Analysis of five pedestrian safety devices to begin soon
As concerns about “distracted walking” increase, TriMet is teaming up with the Federal Transit Administration (FTA) to enhance pedestrian safety. The FTA awarded TriMet a $400,000 grant – $100,000 more than we requested – to conduct a comprehensive study demonstrating the effectiveness of a handful of pedestrian warning devices that alert people to the presence or movement of a bus.
This demonstration comes at a time when “distracted walking” is beginning to draw as much attention as distracted driving. A nationwide study by Ohio State University released this summer found that injuries related to using a cell phone while walking more than doubled from 2005 to 2010 and, if trends continue, the number of injuries will double again between 2010 and 2015.
For drivers, including our bus and train operators, distracted walkers have become a common sight in busy pedestrian areas such as downtown Portland. They often are so engrossed in their electronic devices they do not pay attention to the traffic around them. Last year, University of Washington researchers found walkers who were texting were four times less likely to look before crossing streets, stay in crosswalks or obey traffic signals.
Bus/Pedestrian warning demonstration
Soon, TriMet will begin using and analyzing five devices – four onboard systems and one fixed-location device. TriMet’s safety department initially planned to begin the demonstration of three devices in September, but with the additional money awarded by the FTA the department has expanded the scope, adding two other devices to the study.
“Nothing will replace the awareness and diligence of drivers and pedestrians to prevent collisions, but the hope is that these secondary warning devices will create an additional layer of safety for people around our buses,” said TriMet’s Executive Director of Safety, Security and Environmental Services Harry Saporta.
Protran Technology Safe Turn Alert™
Protran’s “Safe Turn Alert” combines both an audible and visible warning. When the steering wheel is turned a minimum of 45 degrees, an audible alert outside the bus declares “pedestrians, bus is turning” and LED strobe lights on the side of the bus flash. The volume automatically adjusts based on the ambient noise level. For this demonstration, this voice alert and the others involved will only be in English.
Listen to the audible warning being used by this device and others.
Audible only devices
Clever Devices Turn Warning System
The Clever Devices Turn Warning System uses a sensor inside the steering column. When the operator turns the steering wheel at least 45 degrees, the same audible alert, “pedestrians, bus is turning” sounds outside the bus in the direction of the turn. Sound levels can be automatically adjusted for day or night, or quiet zones.
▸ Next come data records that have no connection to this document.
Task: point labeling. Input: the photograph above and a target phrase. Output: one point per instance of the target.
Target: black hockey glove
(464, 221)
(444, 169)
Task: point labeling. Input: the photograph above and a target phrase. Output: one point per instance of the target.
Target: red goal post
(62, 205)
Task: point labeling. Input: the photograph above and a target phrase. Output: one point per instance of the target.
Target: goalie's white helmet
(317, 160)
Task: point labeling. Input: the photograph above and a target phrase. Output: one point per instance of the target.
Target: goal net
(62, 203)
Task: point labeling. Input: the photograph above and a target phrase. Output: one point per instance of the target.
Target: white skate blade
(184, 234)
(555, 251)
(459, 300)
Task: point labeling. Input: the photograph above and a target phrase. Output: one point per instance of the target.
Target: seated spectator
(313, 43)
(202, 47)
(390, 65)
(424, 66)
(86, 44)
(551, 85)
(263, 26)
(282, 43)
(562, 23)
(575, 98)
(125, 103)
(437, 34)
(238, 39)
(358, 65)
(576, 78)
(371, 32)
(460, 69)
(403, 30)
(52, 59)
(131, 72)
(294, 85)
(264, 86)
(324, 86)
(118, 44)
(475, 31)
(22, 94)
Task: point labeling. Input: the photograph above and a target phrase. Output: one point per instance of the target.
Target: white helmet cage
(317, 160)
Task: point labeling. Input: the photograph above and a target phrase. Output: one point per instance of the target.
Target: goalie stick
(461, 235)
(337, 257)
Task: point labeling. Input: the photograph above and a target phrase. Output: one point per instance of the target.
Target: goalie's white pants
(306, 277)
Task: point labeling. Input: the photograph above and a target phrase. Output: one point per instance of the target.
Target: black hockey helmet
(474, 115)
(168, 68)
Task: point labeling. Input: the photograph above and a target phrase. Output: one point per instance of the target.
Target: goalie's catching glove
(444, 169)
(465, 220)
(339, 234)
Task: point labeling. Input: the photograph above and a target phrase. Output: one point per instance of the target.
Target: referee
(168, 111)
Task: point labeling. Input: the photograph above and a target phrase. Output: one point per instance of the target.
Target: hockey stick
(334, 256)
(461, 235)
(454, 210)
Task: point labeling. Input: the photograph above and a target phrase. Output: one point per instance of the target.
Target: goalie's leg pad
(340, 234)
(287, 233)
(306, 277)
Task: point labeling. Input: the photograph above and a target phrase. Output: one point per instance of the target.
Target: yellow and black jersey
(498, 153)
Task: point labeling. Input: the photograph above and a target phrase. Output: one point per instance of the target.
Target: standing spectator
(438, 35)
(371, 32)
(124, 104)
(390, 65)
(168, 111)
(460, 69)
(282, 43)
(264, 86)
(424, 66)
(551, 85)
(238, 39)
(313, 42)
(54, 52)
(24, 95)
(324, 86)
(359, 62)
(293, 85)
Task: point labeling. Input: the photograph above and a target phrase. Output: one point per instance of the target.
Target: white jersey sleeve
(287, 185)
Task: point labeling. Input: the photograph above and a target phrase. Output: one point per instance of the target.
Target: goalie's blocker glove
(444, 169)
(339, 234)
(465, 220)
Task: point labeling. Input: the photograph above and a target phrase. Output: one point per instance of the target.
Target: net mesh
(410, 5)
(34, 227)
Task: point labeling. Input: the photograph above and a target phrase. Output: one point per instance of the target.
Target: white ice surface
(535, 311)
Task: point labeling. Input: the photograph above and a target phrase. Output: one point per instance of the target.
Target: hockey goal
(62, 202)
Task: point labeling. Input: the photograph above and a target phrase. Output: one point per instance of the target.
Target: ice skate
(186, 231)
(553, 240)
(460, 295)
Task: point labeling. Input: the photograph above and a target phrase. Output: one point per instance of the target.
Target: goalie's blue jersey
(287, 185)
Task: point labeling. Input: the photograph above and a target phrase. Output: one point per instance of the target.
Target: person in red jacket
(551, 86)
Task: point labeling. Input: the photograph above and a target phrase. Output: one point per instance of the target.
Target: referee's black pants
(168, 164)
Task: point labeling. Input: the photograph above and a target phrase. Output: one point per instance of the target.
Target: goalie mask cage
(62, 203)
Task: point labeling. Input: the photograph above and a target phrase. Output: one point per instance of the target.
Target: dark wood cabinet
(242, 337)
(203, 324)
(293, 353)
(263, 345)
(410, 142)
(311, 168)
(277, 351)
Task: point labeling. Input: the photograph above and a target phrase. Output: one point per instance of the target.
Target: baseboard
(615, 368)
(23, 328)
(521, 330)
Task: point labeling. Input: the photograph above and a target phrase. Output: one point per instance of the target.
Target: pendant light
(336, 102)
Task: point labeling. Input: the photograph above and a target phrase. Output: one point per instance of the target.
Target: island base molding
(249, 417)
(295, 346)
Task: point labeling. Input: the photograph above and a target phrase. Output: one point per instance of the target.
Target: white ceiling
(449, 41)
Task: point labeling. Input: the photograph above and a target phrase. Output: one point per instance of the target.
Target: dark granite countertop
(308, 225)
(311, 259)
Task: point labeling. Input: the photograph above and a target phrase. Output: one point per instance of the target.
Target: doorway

Transit Tech Solutions basic warning system with speedsense
This system was developed by the transit agency in Richmond, Virginia. The verbal warning activates when the left or right turn signal is engaged, but will not activate if the bus is traveling at a speed of 35 mph or higher. This prevents the vehicle from warning pedestrians when changing lanes in the middle of the highway.
Visual only device
DINEX™ STAR LED headlight with Pedestrian Crossing Alert
The DINEX STAR LED headlight has an intelligent system that calculates the bus’s speed and steering wheel angle. It automatically turns on additional super bright LED lights inside the headlight pointed in the direction of travel. Operators can better see objects on the road directly ahead and pedestrians get a visual cue the bus is turning.
Static bus warning sign
TriMet engineers created a sign in which the word “bus” lights up when a bus is turning. It is located at the intersection of SW 5th Avenue at Burnside Street and is positioned above the pedestrian walk/don’t walk signal.
Eighty nine buses will be used in the demonstration, 51 with warning devices engaged and 38 without devices. At this time, the plan is to use the onboard devices on bus lines 8, 15, 17, 44 and 75. The fixed-location device is already installed at 5th and Burnside and will be turned on in mid to late November when the other devices go live.
TriMet did try out an audible pedestrian warning system previously. In early 2011, we tested the system on 10 buses, but at the time the technology was lacking. A verbal voice alert that the bus was turning often came too early, too late or not at all. The test was suggested as part of a comprehensive safety review initiated following the April 2010 bus crash in which two pedestrians died.
Peer, operator and public feedback
The project starting next month will analyze updated safety technology. We’ll be working with an industry peer review panel made up of transit industry leaders and will connect with other transit agencies about the use and effectiveness of the pedestrian warning devices. Bus operators, other TriMet personnel, riders and members of the community will be asked for their input as part of the overall assessment.